How living organisms survive in icy climates
WHEN you put antifreeze in your car radiator, it lowers both the freezing and the melting point of the coolant. But living organisms have evolved a different sort of freeze protection. Their antifreeze lowers the freezing point without affecting the melting point.
For example, ice normally melts and water freezes at 32 degrees F. The special freeze protection of organisms would not affect the melting point but might lower the freezing point to, let's say hypothetically, 28 degrees F.
If biochemists can understand just how this freeze protection works, it should help them unravel the secret of how organic life survives at icy temperatures. It now appears that organisms using this kind of protection have antifreeze compounds that can radically alter the way ice crystallizes.
Animals as different as frogs, insects, and Arctic fish use some form of antifreeze. In some of them, this merely lowers the temperature at which ice forms in their bodies. Others follow a different strategy, in which ice is allowed to form outside the body cells.
Antifreeze within the cells themselves, such as glycerol, protects these vital units of organic life.
Charles A. Knight and Larry D. Oolman of the National Center for Atmospheric Research at Boulder, Colo., and Arthur L. DeVries of the University of Illinois have experimented with several of the compounds such animals use. They find that even minute amounts of these materials - called antifreeze glycoproteins (AFGP) - change the way ice crystallizes.

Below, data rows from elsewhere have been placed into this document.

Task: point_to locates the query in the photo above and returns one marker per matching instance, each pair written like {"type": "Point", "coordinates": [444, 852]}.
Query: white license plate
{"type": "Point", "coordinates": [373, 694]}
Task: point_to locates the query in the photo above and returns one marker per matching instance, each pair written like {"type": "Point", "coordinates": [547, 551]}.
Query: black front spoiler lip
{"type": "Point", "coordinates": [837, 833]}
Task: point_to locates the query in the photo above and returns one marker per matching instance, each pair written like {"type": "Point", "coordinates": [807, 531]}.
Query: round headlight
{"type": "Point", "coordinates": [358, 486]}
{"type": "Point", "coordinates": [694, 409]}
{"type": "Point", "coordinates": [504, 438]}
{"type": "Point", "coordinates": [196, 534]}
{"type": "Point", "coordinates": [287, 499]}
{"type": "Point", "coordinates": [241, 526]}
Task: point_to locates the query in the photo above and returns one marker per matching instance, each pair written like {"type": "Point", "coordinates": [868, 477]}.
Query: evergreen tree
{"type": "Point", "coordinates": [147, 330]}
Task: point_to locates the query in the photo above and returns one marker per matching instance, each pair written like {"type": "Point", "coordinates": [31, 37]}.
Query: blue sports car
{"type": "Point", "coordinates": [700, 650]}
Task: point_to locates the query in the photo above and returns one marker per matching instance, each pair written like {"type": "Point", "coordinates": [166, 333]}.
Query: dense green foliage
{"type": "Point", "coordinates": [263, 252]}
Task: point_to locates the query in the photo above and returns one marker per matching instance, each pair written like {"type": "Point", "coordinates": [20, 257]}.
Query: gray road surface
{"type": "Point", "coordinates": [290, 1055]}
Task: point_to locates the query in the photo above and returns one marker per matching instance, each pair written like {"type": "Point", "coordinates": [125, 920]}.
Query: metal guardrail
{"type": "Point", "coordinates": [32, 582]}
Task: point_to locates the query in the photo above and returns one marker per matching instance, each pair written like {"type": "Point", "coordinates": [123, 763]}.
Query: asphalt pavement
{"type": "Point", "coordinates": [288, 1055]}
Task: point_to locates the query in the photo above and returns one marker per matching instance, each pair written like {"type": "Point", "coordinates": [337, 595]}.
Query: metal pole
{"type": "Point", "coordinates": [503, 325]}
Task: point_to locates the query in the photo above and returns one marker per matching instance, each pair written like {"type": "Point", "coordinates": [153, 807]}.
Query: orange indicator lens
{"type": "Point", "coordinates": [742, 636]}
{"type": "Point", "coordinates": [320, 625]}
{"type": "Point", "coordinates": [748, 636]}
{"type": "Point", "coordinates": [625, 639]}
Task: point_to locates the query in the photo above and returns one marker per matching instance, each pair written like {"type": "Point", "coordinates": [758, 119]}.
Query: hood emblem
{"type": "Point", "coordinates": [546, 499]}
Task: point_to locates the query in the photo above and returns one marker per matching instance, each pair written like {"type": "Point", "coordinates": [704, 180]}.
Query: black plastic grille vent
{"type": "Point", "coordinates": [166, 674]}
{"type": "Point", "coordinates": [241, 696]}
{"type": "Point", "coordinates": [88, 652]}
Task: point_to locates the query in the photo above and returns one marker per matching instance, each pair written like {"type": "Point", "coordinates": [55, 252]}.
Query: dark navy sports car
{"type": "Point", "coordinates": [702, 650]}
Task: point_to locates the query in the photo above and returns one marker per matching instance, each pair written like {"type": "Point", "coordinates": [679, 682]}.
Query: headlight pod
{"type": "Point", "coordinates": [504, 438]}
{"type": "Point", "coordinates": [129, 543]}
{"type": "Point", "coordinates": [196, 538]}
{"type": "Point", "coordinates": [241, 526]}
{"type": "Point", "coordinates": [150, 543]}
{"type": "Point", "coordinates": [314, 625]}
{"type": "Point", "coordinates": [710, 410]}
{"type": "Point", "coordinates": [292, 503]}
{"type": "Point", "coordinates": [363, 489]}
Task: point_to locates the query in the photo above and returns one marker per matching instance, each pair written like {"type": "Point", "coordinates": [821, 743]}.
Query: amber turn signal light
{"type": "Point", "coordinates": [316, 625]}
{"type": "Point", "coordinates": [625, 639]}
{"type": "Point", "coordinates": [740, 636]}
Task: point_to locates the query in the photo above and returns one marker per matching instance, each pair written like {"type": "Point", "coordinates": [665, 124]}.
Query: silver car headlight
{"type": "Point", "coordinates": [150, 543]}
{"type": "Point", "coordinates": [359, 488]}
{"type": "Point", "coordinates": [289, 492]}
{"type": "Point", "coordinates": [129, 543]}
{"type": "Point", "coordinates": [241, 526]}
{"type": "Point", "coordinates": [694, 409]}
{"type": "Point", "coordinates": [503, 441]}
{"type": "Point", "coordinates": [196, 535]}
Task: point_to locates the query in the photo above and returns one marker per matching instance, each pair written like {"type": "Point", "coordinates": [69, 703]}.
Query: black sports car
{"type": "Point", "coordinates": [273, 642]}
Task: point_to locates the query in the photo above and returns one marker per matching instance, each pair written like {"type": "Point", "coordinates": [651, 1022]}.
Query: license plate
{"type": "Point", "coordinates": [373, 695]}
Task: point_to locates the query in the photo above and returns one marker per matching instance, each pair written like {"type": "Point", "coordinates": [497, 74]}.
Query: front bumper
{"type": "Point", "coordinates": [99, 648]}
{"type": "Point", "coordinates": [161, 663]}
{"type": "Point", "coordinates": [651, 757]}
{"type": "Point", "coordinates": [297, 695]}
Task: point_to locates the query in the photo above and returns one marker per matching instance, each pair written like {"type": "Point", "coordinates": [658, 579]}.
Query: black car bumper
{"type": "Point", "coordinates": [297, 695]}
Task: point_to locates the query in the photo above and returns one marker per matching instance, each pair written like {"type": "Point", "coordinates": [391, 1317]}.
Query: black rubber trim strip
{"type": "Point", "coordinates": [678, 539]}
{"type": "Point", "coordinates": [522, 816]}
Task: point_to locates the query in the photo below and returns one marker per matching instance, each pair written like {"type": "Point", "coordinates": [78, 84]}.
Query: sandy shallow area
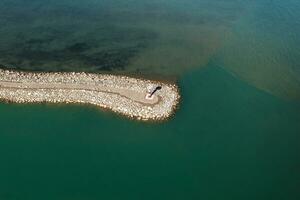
{"type": "Point", "coordinates": [121, 94]}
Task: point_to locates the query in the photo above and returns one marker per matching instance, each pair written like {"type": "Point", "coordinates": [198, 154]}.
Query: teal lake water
{"type": "Point", "coordinates": [236, 134]}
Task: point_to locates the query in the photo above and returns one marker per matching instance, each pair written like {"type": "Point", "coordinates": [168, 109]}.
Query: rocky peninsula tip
{"type": "Point", "coordinates": [135, 98]}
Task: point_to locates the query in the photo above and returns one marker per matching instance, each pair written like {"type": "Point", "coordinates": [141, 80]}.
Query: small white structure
{"type": "Point", "coordinates": [151, 89]}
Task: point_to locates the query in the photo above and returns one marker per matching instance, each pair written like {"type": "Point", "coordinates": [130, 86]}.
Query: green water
{"type": "Point", "coordinates": [236, 134]}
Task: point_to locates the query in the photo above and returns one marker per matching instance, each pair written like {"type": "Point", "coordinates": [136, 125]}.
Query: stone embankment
{"type": "Point", "coordinates": [121, 94]}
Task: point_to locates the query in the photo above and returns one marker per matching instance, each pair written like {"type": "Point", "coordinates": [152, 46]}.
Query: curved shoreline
{"type": "Point", "coordinates": [121, 94]}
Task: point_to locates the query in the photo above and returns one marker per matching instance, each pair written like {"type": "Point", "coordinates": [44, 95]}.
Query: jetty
{"type": "Point", "coordinates": [136, 98]}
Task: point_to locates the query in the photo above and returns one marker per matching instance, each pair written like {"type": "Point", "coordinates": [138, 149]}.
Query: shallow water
{"type": "Point", "coordinates": [234, 136]}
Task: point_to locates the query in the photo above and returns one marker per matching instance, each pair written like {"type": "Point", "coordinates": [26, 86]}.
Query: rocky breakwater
{"type": "Point", "coordinates": [136, 98]}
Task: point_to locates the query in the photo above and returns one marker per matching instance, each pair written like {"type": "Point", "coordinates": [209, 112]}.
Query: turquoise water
{"type": "Point", "coordinates": [234, 136]}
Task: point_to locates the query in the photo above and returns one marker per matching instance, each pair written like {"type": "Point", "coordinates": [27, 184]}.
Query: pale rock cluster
{"type": "Point", "coordinates": [101, 90]}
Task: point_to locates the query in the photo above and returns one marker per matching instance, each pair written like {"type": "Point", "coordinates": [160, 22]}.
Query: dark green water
{"type": "Point", "coordinates": [236, 134]}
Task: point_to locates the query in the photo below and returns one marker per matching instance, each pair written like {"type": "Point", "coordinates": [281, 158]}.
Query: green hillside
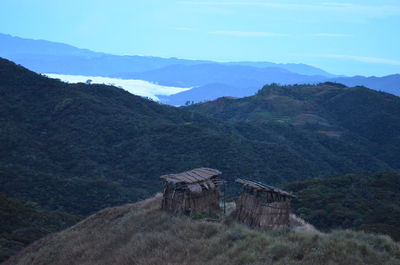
{"type": "Point", "coordinates": [368, 202]}
{"type": "Point", "coordinates": [21, 223]}
{"type": "Point", "coordinates": [141, 234]}
{"type": "Point", "coordinates": [80, 148]}
{"type": "Point", "coordinates": [366, 121]}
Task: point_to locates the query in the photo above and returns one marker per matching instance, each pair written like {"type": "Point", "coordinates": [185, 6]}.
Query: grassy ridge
{"type": "Point", "coordinates": [141, 234]}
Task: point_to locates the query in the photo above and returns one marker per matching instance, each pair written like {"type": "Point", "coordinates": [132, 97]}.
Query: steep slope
{"type": "Point", "coordinates": [359, 116]}
{"type": "Point", "coordinates": [79, 148]}
{"type": "Point", "coordinates": [141, 234]}
{"type": "Point", "coordinates": [366, 202]}
{"type": "Point", "coordinates": [21, 223]}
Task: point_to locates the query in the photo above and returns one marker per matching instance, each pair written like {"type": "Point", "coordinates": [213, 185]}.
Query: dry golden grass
{"type": "Point", "coordinates": [141, 234]}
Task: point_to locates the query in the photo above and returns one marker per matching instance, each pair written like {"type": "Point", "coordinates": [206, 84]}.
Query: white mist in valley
{"type": "Point", "coordinates": [136, 87]}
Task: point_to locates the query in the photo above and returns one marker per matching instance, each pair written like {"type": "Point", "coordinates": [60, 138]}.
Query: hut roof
{"type": "Point", "coordinates": [192, 176]}
{"type": "Point", "coordinates": [263, 187]}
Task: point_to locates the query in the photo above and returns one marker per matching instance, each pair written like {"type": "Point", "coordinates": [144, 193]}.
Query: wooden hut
{"type": "Point", "coordinates": [191, 192]}
{"type": "Point", "coordinates": [262, 206]}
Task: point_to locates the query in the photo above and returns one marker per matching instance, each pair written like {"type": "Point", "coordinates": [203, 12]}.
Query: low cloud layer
{"type": "Point", "coordinates": [136, 87]}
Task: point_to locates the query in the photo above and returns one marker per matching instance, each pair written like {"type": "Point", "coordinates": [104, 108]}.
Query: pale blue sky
{"type": "Point", "coordinates": [342, 37]}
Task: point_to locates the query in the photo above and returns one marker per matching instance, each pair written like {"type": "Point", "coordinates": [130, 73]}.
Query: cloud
{"type": "Point", "coordinates": [234, 33]}
{"type": "Point", "coordinates": [331, 35]}
{"type": "Point", "coordinates": [136, 87]}
{"type": "Point", "coordinates": [364, 59]}
{"type": "Point", "coordinates": [380, 10]}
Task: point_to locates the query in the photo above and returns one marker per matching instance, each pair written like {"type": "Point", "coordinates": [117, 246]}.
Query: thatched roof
{"type": "Point", "coordinates": [263, 187]}
{"type": "Point", "coordinates": [192, 176]}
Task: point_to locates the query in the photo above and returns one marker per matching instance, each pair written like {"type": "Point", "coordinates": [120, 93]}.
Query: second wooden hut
{"type": "Point", "coordinates": [191, 192]}
{"type": "Point", "coordinates": [262, 206]}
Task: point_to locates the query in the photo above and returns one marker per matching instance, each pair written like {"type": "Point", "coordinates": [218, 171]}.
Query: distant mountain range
{"type": "Point", "coordinates": [209, 79]}
{"type": "Point", "coordinates": [51, 57]}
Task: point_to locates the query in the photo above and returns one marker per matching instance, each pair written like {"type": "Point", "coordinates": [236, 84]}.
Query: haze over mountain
{"type": "Point", "coordinates": [142, 234]}
{"type": "Point", "coordinates": [114, 145]}
{"type": "Point", "coordinates": [237, 79]}
{"type": "Point", "coordinates": [50, 57]}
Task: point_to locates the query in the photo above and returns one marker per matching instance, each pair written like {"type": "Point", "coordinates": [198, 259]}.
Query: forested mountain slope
{"type": "Point", "coordinates": [357, 115]}
{"type": "Point", "coordinates": [23, 222]}
{"type": "Point", "coordinates": [79, 148]}
{"type": "Point", "coordinates": [362, 201]}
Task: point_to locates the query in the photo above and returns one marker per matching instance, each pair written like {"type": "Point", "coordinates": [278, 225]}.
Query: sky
{"type": "Point", "coordinates": [342, 37]}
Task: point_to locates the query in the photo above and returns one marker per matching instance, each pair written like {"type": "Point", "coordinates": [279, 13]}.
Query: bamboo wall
{"type": "Point", "coordinates": [183, 201]}
{"type": "Point", "coordinates": [252, 211]}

They report in Nature that the crystals form faces (planes) not normally seen. Also, their growth is restricted along one of the crystal axes. These effects suggest that the AFGP molecules bind to the ice in ways that may inhibit freezing.
Also, very small amounts of these compounds inhibit what is known as recrystallization. This is an effect that takes place after a solution has frozen. An agglomeration of small crystals tends to recrystallize in larger sizes.
In their paper, the three scientists suggest that inhibiting recrystallization might have some application to storage of frozen foods or medicines. Commenting on this, Knight explains that recrystallization is one way that frozen food may deteriorate.
Knight says that the AFGPs ''are absolutely spectacular in stopping recrystallization.''
But, he adds, ''The question is whether or not this is important practically.'' That would be something for a frozen-food specialist to determine. It is beyond the scope of the research in which he and his colleagues are interested.
What is important to them is the fact that the AFGPs do have a striking ability to alter ice crystallization. This probably is a key to how they depress the freezing point.
This effect, where the freezing point is lower than the melting point, produces what is known technically as a ''hysteresis gap.'' With that gap of a Celsius degree or so, ice neither freezes nor melts for periods of hours or days in laboratory experiments.
Somehow, this curiosity of physical chemistry has been turned to lifesaving advantage by animals that must endure cold climates.